Allora i ragazzi e le ragazze di oggi vengono condannati sia quando creano contenuti digitali che quando scendono in piazza. Con loro, che sono gli unici che hanno capito le potenzialità del mondo che si evolve, nessuno si è seduto a ragionare su come utilizzare ogni mezzo nel modo migliore. Di loro nessuno ha ascoltato i dubbi, su di loro troppi puntano il dito, per loro pochi fanno qualcosa.
A dominare, in definitiva, sono ancora i non ragazzi. Quelli che provano a comandarli, che fanno tacere gli insegnanti millennials pagandoli una miseria e che vietano cellulari e discorsi importanti per la vergogna di non saperne fare uso.
Allora va a finire che se quei giovani vuoti e senza sogni scendono in piazza è anche per sbatterci in faccia che è giunto per loro il momento di riprendersi quello che gli appartiene.

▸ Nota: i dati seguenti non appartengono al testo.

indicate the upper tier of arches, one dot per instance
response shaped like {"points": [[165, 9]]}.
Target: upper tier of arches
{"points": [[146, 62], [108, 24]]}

Lo scempio di una manifestazione fallita per colpa dello Stato è l’occasione per ridare ai ragazzi e alle ragazze la voce che gli è stata tolta. Quindi, una volta per tutte, tacere e ascoltare. Imparare da loro e dare loro quel che potrebbe mancargli, se ancora qualcosa c’è.
Lasciare quindi non che riparino ciò che è stato rotto, ma che ripartano da queste macerie per costruire il mondo che meritano nel miglior modo possibile.
Non saranno supereroi, ma hanno voglia di uscirne vincitori.
Dopo tutto i sogni non hanno forma, stanno bene dal vivo e online: fermarli è impossibile.